I wonder what the next step should be, former patients banding together and taking them on (who will likely be in worse shape but hard to track down), a lawsuit, public shaming, something else.
Where there is profit to be made or maximised, ethics invariably comes a very poor second.
I don't think this is directly about profit, i suspect they are wedded to the view they already have and admitting its wrong plus moving into something different and less "certain" is "risky then whats comfortable and "appears" to work.
Of course there is some cost involved in rewriting their treatments, but its probably not the major impediment, otherwise what we would need to is offer to reimburse them for the time involved in rewriting and they would jump at it and admit their current model is wrong. I don't see that as the elephant in the room (not that i was at the mentioned meeting)
if the treatment cant be justified as effective and theres nothing to replace it the set up they have to provide the treatment currently becomes defunct and they stop making money from it
of course they could make money from giving people supportive symptom management from a Dr but maybe the returns on that are lower
But we can make the same argument in regards to heart disease or ulcers, continuing to claim its caused by stress brings them money in since it would keep failing.

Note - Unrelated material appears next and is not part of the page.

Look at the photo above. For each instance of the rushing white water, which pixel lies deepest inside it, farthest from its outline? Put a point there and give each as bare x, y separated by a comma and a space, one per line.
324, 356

In general money is the deciding factor in many things but i don't think this is one of those times, this is probably a rare exception to that rule. But if throwing money at them will change things then lets negotiate a price.
The best part of doing that would be once its negotiated we can throw that at them as evidence of bad faith that they won't see coming.
Or if profit is the issue then we can invent a chargeable procedure that will work better but make more profit. Let them agree to that.
Either way we get the record set straight if its about money so lets go down this road
This is probably the best way to deal with acceptance of lies, negative press.
Lots and lots and lots of negative press.
This is the problem. The Mayo Clinic is renowned for succeeding where others fail - for being the court of last resort that will find the correct diagnosis/treatment, no matter how obscure.
That's all great, but it no doubt makes it doubly difficult for them to believe, let alone admit, that they have been wrong.
So, correct me if I'm wrong but sensitization is common to a lot of receptors and occurs in a lot of diseases. It has definitely popped up with ME/CFS. But do they provide any source that CBT/GET are effective at desenstizing anything? The treatment, I'm sure is less greed, but more absence of knowing what else to do.
Anyway, as a side top on the Mayo Clinic - they provide google with the sidebar info on diseases (at least, where I'm from). Whenever anybody googles "chronic fatigue syndrome" they see this picture . Which is an absurd first-impression image of what CFS is - a sleepy person at a party?
edit: Having trouble posting the picture (get an error message that it's too many characters).
I didn't mean it was necessarily directly about profit, but with any commercially driven enterprise, no matter how philanthropic the stated aims, profit is always a driver, even if less than obvious.